Foreign investors piled into emerging markets across Asia in the first half of 2017, encouraged by a weaker US dollar, lower bond yields and improving economic conditions.
At $63.6 billion, net foreign capital inflows into bonds and stocks were the largest since the second half of 2012, according to new research from ANZ.
Just have a look at the chart below for evidence as to just how large inflows were during this period, easily reversing the outflows late last year when the US dollar and treasury yields were ripping higher in response to the election of Donald Trump.
“Investor appetite for Asian assets has not been dented by the ongoing policy normalisation by the US Federal Reserve,” said Khoon Goh, head of Asia research at ANZ.

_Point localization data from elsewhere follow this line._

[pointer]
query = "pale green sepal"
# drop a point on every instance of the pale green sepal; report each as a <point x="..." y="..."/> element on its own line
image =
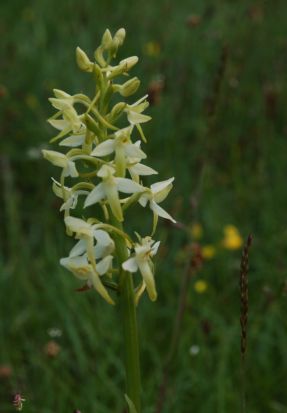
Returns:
<point x="131" y="405"/>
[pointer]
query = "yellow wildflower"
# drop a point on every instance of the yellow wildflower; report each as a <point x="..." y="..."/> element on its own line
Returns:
<point x="200" y="286"/>
<point x="152" y="49"/>
<point x="208" y="251"/>
<point x="232" y="238"/>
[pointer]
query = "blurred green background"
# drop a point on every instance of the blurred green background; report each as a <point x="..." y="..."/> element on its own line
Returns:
<point x="216" y="75"/>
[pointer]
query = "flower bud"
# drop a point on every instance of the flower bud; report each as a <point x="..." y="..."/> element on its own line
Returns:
<point x="83" y="61"/>
<point x="129" y="62"/>
<point x="128" y="88"/>
<point x="116" y="111"/>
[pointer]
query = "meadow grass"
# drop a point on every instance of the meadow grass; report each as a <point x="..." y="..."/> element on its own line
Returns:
<point x="230" y="167"/>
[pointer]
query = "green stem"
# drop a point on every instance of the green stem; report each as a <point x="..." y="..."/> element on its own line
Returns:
<point x="129" y="320"/>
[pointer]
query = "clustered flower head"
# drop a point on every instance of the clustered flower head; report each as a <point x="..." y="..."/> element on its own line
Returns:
<point x="102" y="172"/>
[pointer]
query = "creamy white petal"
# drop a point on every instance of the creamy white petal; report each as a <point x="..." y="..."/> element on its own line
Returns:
<point x="104" y="265"/>
<point x="56" y="158"/>
<point x="134" y="117"/>
<point x="73" y="141"/>
<point x="59" y="124"/>
<point x="71" y="170"/>
<point x="102" y="237"/>
<point x="154" y="248"/>
<point x="130" y="265"/>
<point x="78" y="226"/>
<point x="133" y="151"/>
<point x="148" y="277"/>
<point x="160" y="186"/>
<point x="78" y="249"/>
<point x="160" y="211"/>
<point x="96" y="195"/>
<point x="111" y="192"/>
<point x="144" y="200"/>
<point x="128" y="186"/>
<point x="143" y="170"/>
<point x="105" y="148"/>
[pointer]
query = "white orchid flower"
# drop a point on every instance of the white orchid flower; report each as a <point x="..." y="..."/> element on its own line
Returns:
<point x="155" y="195"/>
<point x="134" y="111"/>
<point x="71" y="119"/>
<point x="123" y="148"/>
<point x="109" y="189"/>
<point x="69" y="196"/>
<point x="61" y="160"/>
<point x="83" y="270"/>
<point x="141" y="261"/>
<point x="86" y="233"/>
<point x="73" y="141"/>
<point x="137" y="169"/>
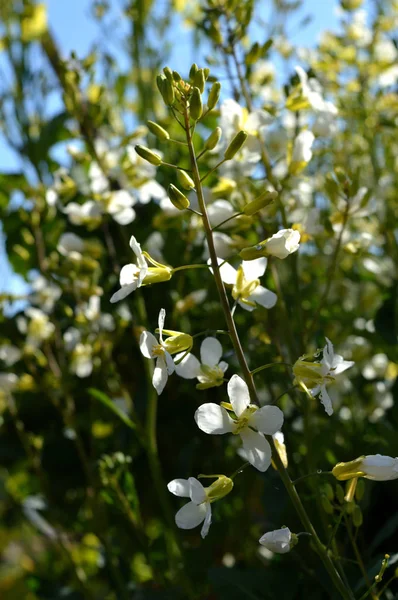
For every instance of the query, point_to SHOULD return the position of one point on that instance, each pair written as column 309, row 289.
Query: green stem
column 330, row 567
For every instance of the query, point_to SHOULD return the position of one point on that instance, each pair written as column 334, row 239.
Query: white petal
column 263, row 297
column 196, row 491
column 169, row 363
column 189, row 367
column 160, row 375
column 227, row 272
column 253, row 269
column 179, row 487
column 207, row 522
column 214, row 419
column 210, row 352
column 258, row 450
column 147, row 343
column 268, row 419
column 191, row 515
column 161, row 319
column 238, row 393
column 325, row 400
column 123, row 292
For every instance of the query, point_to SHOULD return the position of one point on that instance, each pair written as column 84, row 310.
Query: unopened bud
column 214, row 95
column 177, row 198
column 235, row 145
column 261, row 202
column 148, row 155
column 157, row 130
column 199, row 80
column 185, row 180
column 213, row 139
column 193, row 70
column 195, row 104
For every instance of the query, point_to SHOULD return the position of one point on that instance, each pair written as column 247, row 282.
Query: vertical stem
column 330, row 567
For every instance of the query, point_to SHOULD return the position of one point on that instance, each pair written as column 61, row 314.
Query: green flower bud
column 185, row 180
column 199, row 80
column 214, row 95
column 177, row 198
column 148, row 155
column 157, row 130
column 195, row 104
column 357, row 517
column 213, row 139
column 235, row 145
column 326, row 504
column 261, row 202
column 192, row 71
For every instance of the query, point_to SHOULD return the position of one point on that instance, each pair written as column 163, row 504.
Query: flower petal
column 263, row 297
column 189, row 367
column 238, row 393
column 214, row 419
column 325, row 400
column 160, row 375
column 207, row 522
column 179, row 487
column 210, row 352
column 196, row 491
column 257, row 449
column 191, row 515
column 253, row 269
column 147, row 343
column 268, row 419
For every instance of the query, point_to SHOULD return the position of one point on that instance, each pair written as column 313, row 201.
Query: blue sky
column 75, row 29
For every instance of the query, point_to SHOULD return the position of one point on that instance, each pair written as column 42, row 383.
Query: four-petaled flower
column 152, row 348
column 315, row 376
column 198, row 510
column 210, row 372
column 247, row 420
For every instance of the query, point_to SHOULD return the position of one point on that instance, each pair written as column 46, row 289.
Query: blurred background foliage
column 85, row 457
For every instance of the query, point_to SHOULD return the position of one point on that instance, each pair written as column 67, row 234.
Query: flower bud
column 213, row 139
column 157, row 130
column 214, row 95
column 195, row 104
column 261, row 202
column 199, row 80
column 177, row 198
column 219, row 488
column 185, row 180
column 235, row 145
column 148, row 155
column 193, row 70
column 278, row 541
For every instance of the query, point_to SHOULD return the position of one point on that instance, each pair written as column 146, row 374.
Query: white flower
column 379, row 467
column 246, row 283
column 132, row 275
column 88, row 213
column 317, row 375
column 210, row 372
column 197, row 510
column 151, row 348
column 248, row 421
column 71, row 245
column 282, row 243
column 302, row 147
column 119, row 205
column 277, row 541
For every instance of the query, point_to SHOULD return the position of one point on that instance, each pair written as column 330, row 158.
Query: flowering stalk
column 247, row 375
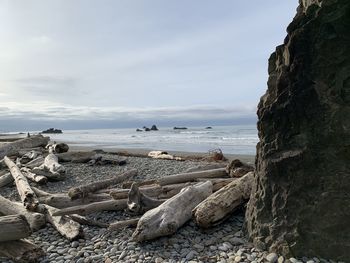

“India was once again the largest recipient of foreign investor flows, accounting for half of the total inflows to the region, most of which went to the Indian debt market.
“South Korea accounted for a further third of the region’s total inflows in June.”
Unsurprisingly, both Indian and South Korean stocks surged over the half, hitting the highest levels on record.
However, things have changed recently.
The US Federal Reserve appears set to begin reducing the size of its balance sheet, while other major central banks have also signaled that a normalisation in monetary policy away from emergency settings is also likely occur, creating a headwind for capital inflows to Asia as monetary conditions begin to tighten.
To Goh, conditions for further strong inflows into Asia are now looking less conducive than earlier this year, something he says could lead to renewed declines in asset prices across the region.
“Should we see a synchronised removal of accommodation by the G7 central banks, this will reduce global liquidity as well as push global bond yields higher,” he says. “This will eventually lead to some unwinding of the strong inflows into Asia, which will impact negatively on the region’s asset prices.”
After such as solid run, that sounds like a warning that it could be time to take some money off the table.